Devlet Memurlarının Özel Hayatı ve Sosyal Yaşamı İle İlgili Düzenlemeler
- Devlet memurunun ikametgahı: DMK ek madde 20’de, “Devlet memurlarının görev yaptıkları kurum ve hizmet birimlerinin bulunduğu yerleşme merkezlerinde (mücavir alanları dahil belediye ve köy hudutları içerisinde) ikamet etmeleri esastır. Devlet memurlarının görevini aksatmamak kayıt ve şartıyla birinci fıkrada belirlenen hudutlar dışında ikamet etmelerine mensup oldukları kurumun yetkili amirince izin verilebilir. Devlet memurları, ikamet ettikleri il hudutlarını tatillerde ancak yetkili amirin izniyle terkedebilirler.” hükmü yer almaktaydı. Bu hüküm, 13.02.2011 tarih ve 6111 sayılı Kanun’un 117’nci maddesi ile yürürlükten kaldırılmıştır.
- Memurun seyahat özgürlüğü: DMK md. 125 C- g’de memurun ikamet ettiği ilin sınırlarını izinsiz terketmesi aylıktan kesme cezasını gerektiren fiil ve haller arasında sayılmaktaydı. Söz konusu düzenleme de 6111 sayılı Kanun’un 111’nci maddesi ile yürürlükten kaldırılmıştır.
- Devlet memurunun eşini seçme özgürlüğü: 788 sayılı önceki Memurin Kanununa göre, memurlar yabancılarla evlenemezlerdi. Yabancı ile evli olmak memur statüsüne girmeye engel olduğu gibi, memur iken yabancılarla evlenenler de müstafi sayılıyordu. Anayasa Mahkemesi, hizmete alınmada ödevin gerektirdiği niteliklerden başka hiçbir ayrım gözetilmeyeceği gerekçesiyle anılan düzenlemeyi 1961 Anayasası’ nın 58. maddesine aykırı bularak oy birliği ile iptal etmiştir. DMK bu hususta hiçbir hüküm ihtiva etmemektedir.
- Memurun sosyal yaşamı: Memur vakarı denilen anlayış ve kurallar bütünü, memuriyet statüsünde olanları giyinişinden davranışlarına kadar birtakım sosyal sınırlamalara tabi tutar. Memuriyet vakar ve prestijini koruma her memurun temel ödevlerindendir. Memurlar, resmi sıfatlarının gerektirdiği itibar ve güvene layık olduklarını davranışlarıyla göstermekle, iş birliği içinde çalışmakla, yurt dışında devletin itibarını veya görev haysiyetini zedelememekle ödevlidirler.
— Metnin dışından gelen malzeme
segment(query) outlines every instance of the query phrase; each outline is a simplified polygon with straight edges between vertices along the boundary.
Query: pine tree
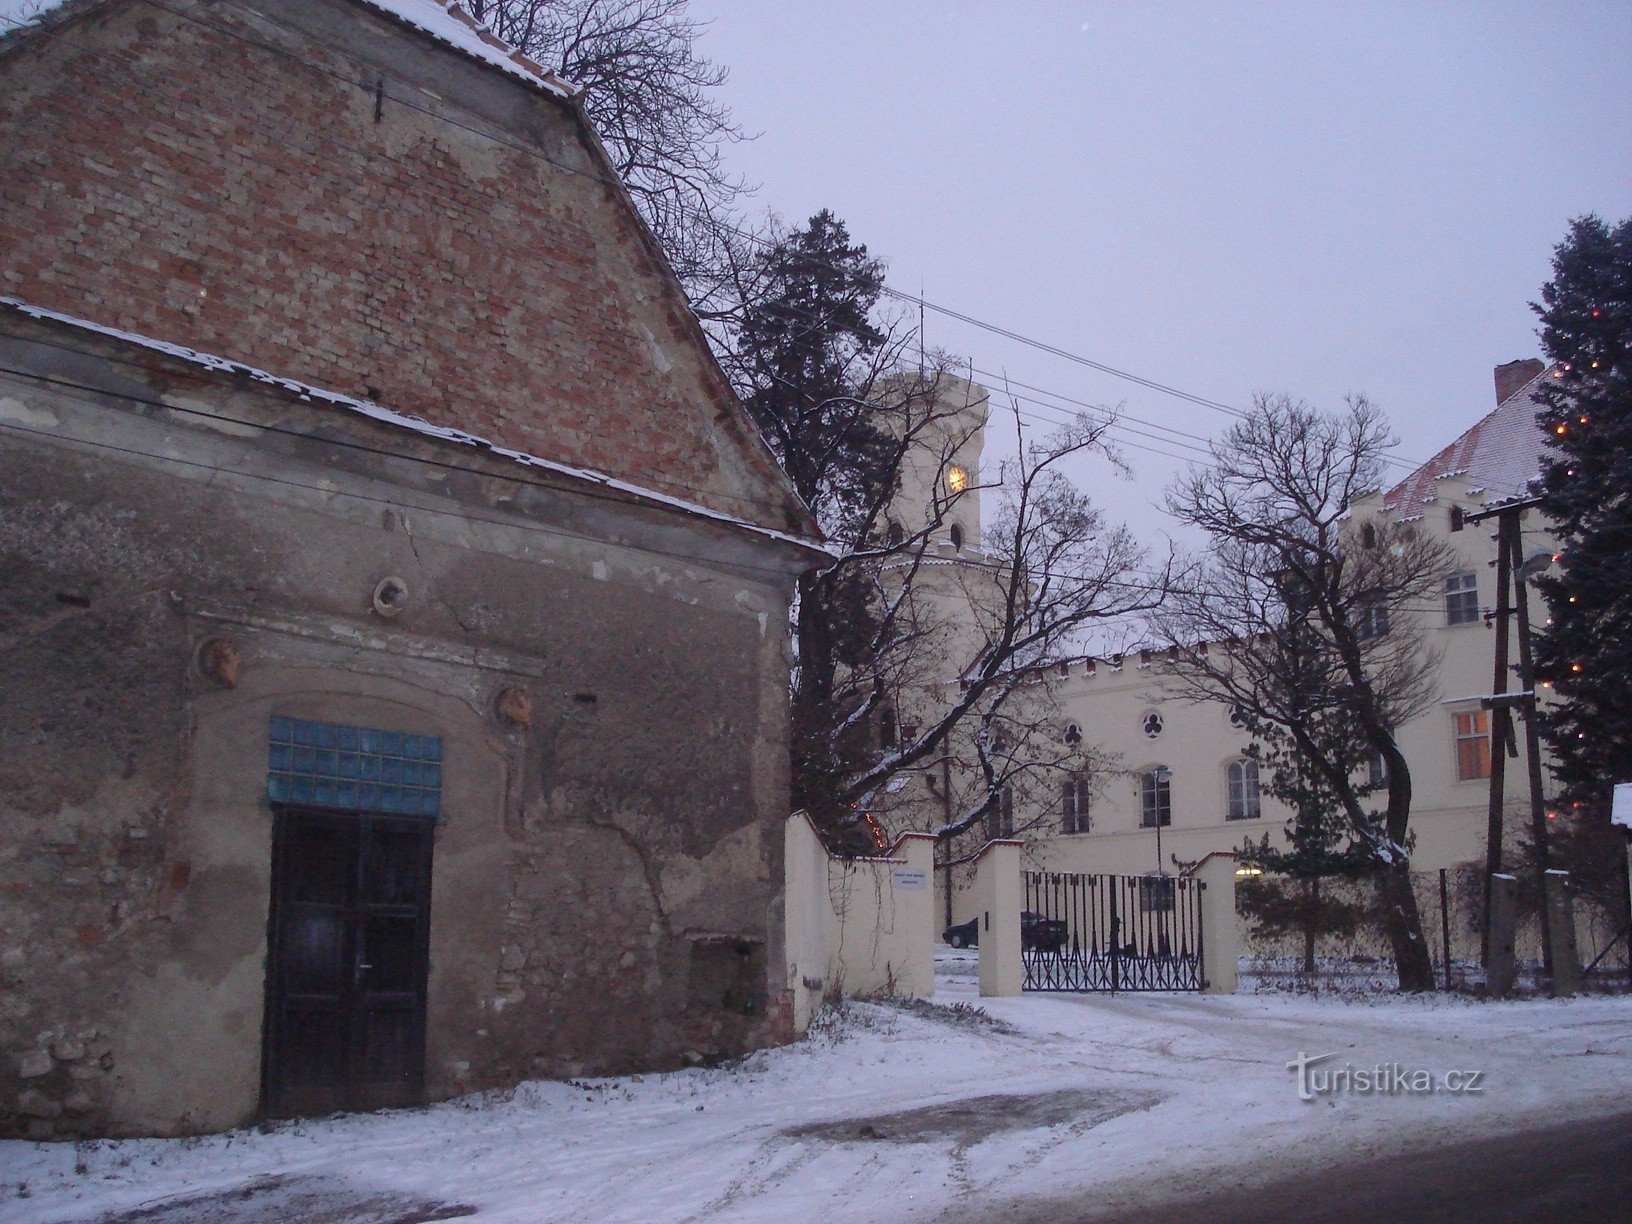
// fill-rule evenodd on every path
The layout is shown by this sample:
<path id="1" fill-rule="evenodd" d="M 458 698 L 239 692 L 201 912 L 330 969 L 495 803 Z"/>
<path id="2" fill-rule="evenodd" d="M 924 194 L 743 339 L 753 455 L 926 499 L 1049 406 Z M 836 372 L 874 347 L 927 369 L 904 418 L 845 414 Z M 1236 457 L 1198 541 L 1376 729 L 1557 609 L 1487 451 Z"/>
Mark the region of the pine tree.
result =
<path id="1" fill-rule="evenodd" d="M 1300 936 L 1303 971 L 1313 973 L 1320 939 L 1353 936 L 1371 909 L 1347 891 L 1333 892 L 1330 884 L 1371 875 L 1376 863 L 1366 839 L 1356 833 L 1343 810 L 1342 800 L 1321 782 L 1319 772 L 1300 760 L 1297 750 L 1275 728 L 1259 723 L 1255 733 L 1267 746 L 1261 743 L 1249 755 L 1268 769 L 1264 789 L 1289 807 L 1292 817 L 1286 826 L 1286 849 L 1271 845 L 1266 833 L 1259 842 L 1249 839 L 1237 852 L 1243 865 L 1280 877 L 1244 881 L 1241 911 L 1260 939 Z M 1364 741 L 1352 731 L 1345 740 L 1345 744 L 1329 745 L 1328 751 L 1359 773 L 1368 755 Z M 1376 775 L 1357 789 L 1369 795 L 1381 788 L 1381 777 Z"/>
<path id="2" fill-rule="evenodd" d="M 1632 219 L 1572 222 L 1541 299 L 1554 363 L 1539 394 L 1541 504 L 1560 542 L 1537 583 L 1551 619 L 1536 672 L 1558 698 L 1542 718 L 1564 817 L 1552 860 L 1615 905 L 1624 870 L 1609 800 L 1632 781 Z"/>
- Düşünce ve ifade özgürlüğü: Devlet memurunun düşünce ve ifade özgürlüğüyle iktidarın menfaatlerinin dengelenmesi açısından iki sistem mevcuttur. Birincisinde, memurlar siyasi yönden tam bir tarafsızlık içindedirler. İkincisinde ise memurlar siyasi haklardan bütünü ile yararlanırlar, ancak bu hakların kullanılması görevlerinin niteliği ile orantılı olarak sınırlandırılmıştır. DMK md.7’de devlet memurlarının tarafsızlıkları düzenlenmektedir. Memurlar, bir siyasi partiye üye olamayacakları gibi herhangi bir siyasi parti, kişi veya zümrenin yararını veya zararını hedef tutan bir davranışta da bulunamazlar. Görevlerini yerine getirirken dil, ırk, cinsiyet, siyasi düşünce, felsefi inanç din ve mezhep gibi ayrım yapamazlar. Hiçbir şekilde siyasi ve ideolojik amaçlı beyan ve eylemde bulunamazlar ve bu eylemlere katılamazlar. Yükseköğretim elemanları açısından ise 2547 sayılı Yükseköğretim Kanunu’nun 59. maddesinde düzenleme bulunmaktadır. Düzenlemenin başlığı siyasi partilere üyelik ve görev almadır. Söz konusu düzenlemeye göre, yükseköğretim kurumlarının öğretim elemanları, siyasi partilere üye olabilirler. Kamu görevlilerinin yaptıkları işin doğası gereği, bilgilerini kendilerine özgü düşüncelerinden ayrı tutmaları, birbirine karıştırmamaları, özellikle düşüncelerini açıklarken bu ayrıma dikkat etmeleri gerekmektedir. Danıştay, bu konuda “nesnellik” ölçütüne önem vermektedir. Kamu görevlisi açıkladığı düşüncelerde “nesnel” olabiliyorsa, düşünce açıklama özgürlüğünün korunmasından yararlanabilecektir
Memurların Kollektif Özgürlüğü Olarak Sendikal Haklar
Kamu görevlilerinin sendikal haklarına ilişkin görüşler: Memurların sendika kurma ve toplu iş sözleşmeleri yapmaları giderek kabul edilen bir görüş olsa da bu haklar uzun süre çok ciddi itirazlarla karşılaşmıştır. Örgütlenme hakkına karşı çıkanlar genelde benzeri görüşleri ileri sürmüşlerdir. Bunları kısaca belirtecek olursak;
- Memur, devlet tüzel kişiliğini temsil eder. Memurların örgütlenme hakkına dayanarak kamu otoritesi karşısına dikilmeleri, bir bakıma devletin kendi kendisinin karşısına dikilmesi gibi bir sonuç doğurur.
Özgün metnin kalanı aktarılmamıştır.